Seven years later, Coates travels to Paris alone. He barely speaks French and is afraid as he tries to navigate French currency and trains. After getting settled, the city amazes him; it’s like New York because of the diversity of the people in the streets, but he doesn’t feel the ever-present fear for his body. While exploring, he feels a loneliness. Being so far removed from any American Dream, the weight of living in constant fear really hits him. Later, Coates and his family go back to Paris, along with Uncle Ben and Aunt Janai. Coates takes Samori there because he wants him to experience a life of his own, apart from the lens of fear and even apart from Coates himself. Even though France has never enslaved their ancestors, France has its own rules and history. Like America, it named its own group of people as “less than” (the Haitians, for example). That summer, Trayvon Martin’s killer is acquitted, and Coates realizes that he could never escape the truth of his world, not even in France.
This section focuses on how travel impacts Coates by showing him a new world in which the color of his skin does not immediately define him in the eyes of others. The fact that Coates never considered traveling is surprising. By reading and researching so much in college, he had traveled a long way in his mind. He was amazed by and in love with the diversity and exoticism of the students at Howard. He knew that the first girl he fell in love with, from Bangladesh, entranced him, in part, because she carried a heritage from some other world. He thinks of himself as an intellectual searcher, but not as a physical traveler.

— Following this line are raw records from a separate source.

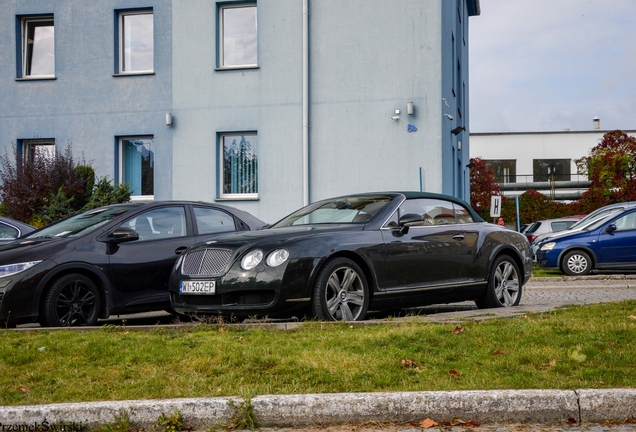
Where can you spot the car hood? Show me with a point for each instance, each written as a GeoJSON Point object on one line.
{"type": "Point", "coordinates": [276, 235]}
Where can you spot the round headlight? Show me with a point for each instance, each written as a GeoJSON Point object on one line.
{"type": "Point", "coordinates": [277, 257]}
{"type": "Point", "coordinates": [548, 246]}
{"type": "Point", "coordinates": [252, 259]}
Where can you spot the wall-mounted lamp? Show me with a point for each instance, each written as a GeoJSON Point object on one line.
{"type": "Point", "coordinates": [458, 129]}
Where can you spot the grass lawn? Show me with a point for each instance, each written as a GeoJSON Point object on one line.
{"type": "Point", "coordinates": [577, 347]}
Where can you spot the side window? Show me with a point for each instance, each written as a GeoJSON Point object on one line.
{"type": "Point", "coordinates": [137, 165]}
{"type": "Point", "coordinates": [38, 47]}
{"type": "Point", "coordinates": [211, 221]}
{"type": "Point", "coordinates": [159, 223]}
{"type": "Point", "coordinates": [237, 36]}
{"type": "Point", "coordinates": [7, 231]}
{"type": "Point", "coordinates": [462, 214]}
{"type": "Point", "coordinates": [135, 49]}
{"type": "Point", "coordinates": [627, 222]}
{"type": "Point", "coordinates": [434, 211]}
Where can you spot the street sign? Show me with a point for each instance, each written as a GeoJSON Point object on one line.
{"type": "Point", "coordinates": [495, 206]}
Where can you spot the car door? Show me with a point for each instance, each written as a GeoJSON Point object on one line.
{"type": "Point", "coordinates": [617, 247]}
{"type": "Point", "coordinates": [139, 270]}
{"type": "Point", "coordinates": [430, 255]}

Kenyatta’s trip to Paris is the beginning of a major change for Coates. He says she already knows more of the world than him and has always been compelled to see more of what the world has to offer. At the time that she travels to Paris, France is just a mental picture to Coates, like an exercise in imagination. When she returns and shows him pictures from Paris, he starts to see the city solidify and realizes that there are real people there, as real as people in his own life.
When Coates travels to Paris on his own, the trip presents a schema change. He still experiences fear as he flies partway around the world, figures out how to change money, and makes sure he gets on the right train. But after he settles into Paris, he notices a lack of the heavy fear that he has always felt about his safety. His loneliness is present but not negatively so. In this case, Coates is lonely because he is in a country he does not belong to. In his own country, he feels lonely in his constant fear for his body because he knows the history of America and that its traditions dictate that he, like all black people, is the negative part of America’s equation. In the country in which he “belongs,” he doesn’t really belong. In Paris, in the midst of not belonging, Coates is freed from some of the mental chains that had bound him since childhood.

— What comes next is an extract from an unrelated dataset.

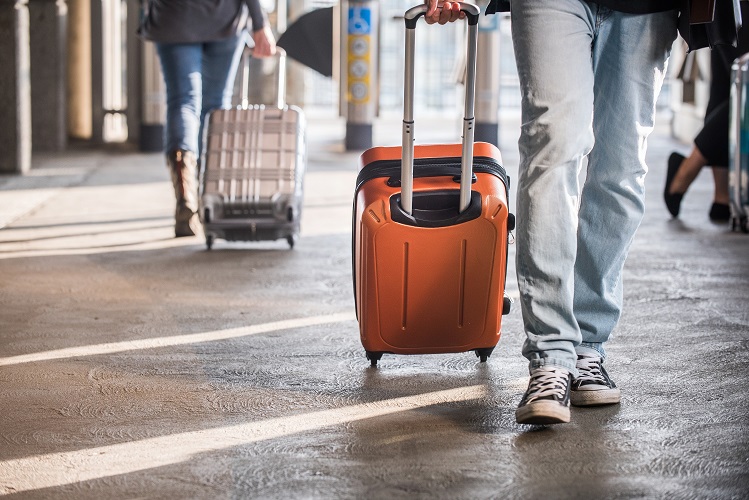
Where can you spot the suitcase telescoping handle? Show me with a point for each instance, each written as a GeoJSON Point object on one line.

Due to his fears and harsh upbringing, Coates has built walls around himself to protect him and his loved ones at all costs. Even in Paris, it is hard for him to let his guard down. Consequently, he feels as though he has missed part of the experience of living by being on constant guard. While Coates wants Samori to experience a fearless life, he also needs Samori to know that being distanced from fear cannot erase the struggle he will go through. Samori still recognizes the permeating gap in America between black and white, which he perceives strongly when Michael Brown’s killer is not indicted. Coates wants Samori to remember that America has always used black bodies for self-interest.